Und wie steht es mit einer Erhöhung der finanziellen Unterstützung der Spendenorganisationen aus? Laut Coop und Migros ist dies derzeit nicht geplant. Bei Denner hingegen wird «die Unterstützung laufend ausgebaut». Diese und andere Händler sprechen von «namhaften» oder «essenziellen» Beiträgen, die bereits an solche Organisationen gespendet werden.
Wie viel Prozent von den unverkauften Lebensmitteln statt als Spenden in der Biogasanlage oder im Abfall landen, kann oder will keiner der Händler sagen. Bald ist mit dieser Intransparenz Schluss. Die Schweizer Detailhändler haben sich in einem Aktionsplan des Bundes verpflichtet, den entstandenen Food-Waste für das laufende Jahr einheitlich zu berechnen und auszuweisen.
Bis 2030 sollen die Lebensmittelabfälle des Handels gemäss Aktionsplan im Vergleich zu 2017 um die Hälfte vermindert werden. Laut dem Bundesrat werden «Spenden an gemeinnützige Organisationen einen bedeutenden Beitrag an das Reduktionsziel leisten».
Ein wichtiger Faktor bei der Vermeidung von Food-Waste sind die Konsumentinnen und Konsumenten. Denn in den Haushalten fällt laut einer Studie der ETH mit 38 Prozent der Umweltbelastung der grösste Teil der Lebensmittelabfälle an. Der Handel verursacht mit 8 Prozent deutlich weniger Lebensmittelabfälle.

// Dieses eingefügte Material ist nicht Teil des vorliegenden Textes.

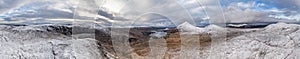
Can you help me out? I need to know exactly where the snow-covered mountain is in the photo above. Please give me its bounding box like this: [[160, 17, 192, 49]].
[[177, 22, 206, 33]]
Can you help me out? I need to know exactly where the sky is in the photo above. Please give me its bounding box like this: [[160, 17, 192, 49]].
[[0, 0, 300, 26]]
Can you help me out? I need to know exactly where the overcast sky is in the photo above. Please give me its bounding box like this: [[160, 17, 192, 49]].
[[0, 0, 300, 26]]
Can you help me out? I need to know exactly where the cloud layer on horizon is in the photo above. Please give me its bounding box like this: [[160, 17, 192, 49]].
[[0, 0, 300, 26]]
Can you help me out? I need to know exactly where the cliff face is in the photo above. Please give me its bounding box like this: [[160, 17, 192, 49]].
[[0, 23, 300, 59]]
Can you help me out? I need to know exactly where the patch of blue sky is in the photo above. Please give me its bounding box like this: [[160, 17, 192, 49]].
[[220, 0, 277, 11]]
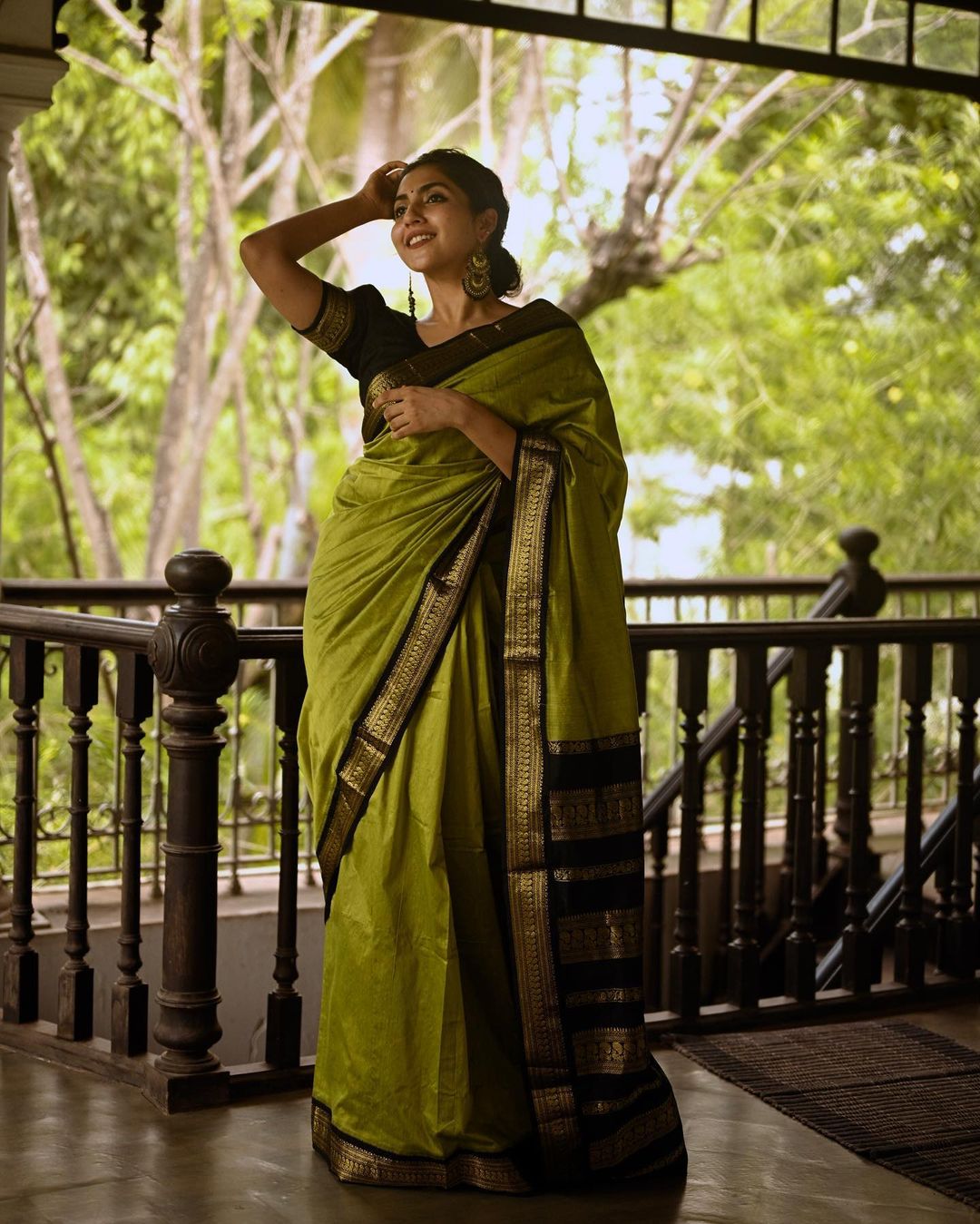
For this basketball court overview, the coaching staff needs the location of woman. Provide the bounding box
[241,150,686,1192]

Allerdings haben die Händler einen Einfluss auf das Konsumverhalten. Lidl und Aldi vermerken auf Produkten neben dem Mindesthaltbarkeitsdatum einen Hinweis, dass sie oft länger geniessbar sind. Produkte wie Schokolade und Teigwaren sind meist auch ein Jahr nach Ablaufdatum noch einwandfrei.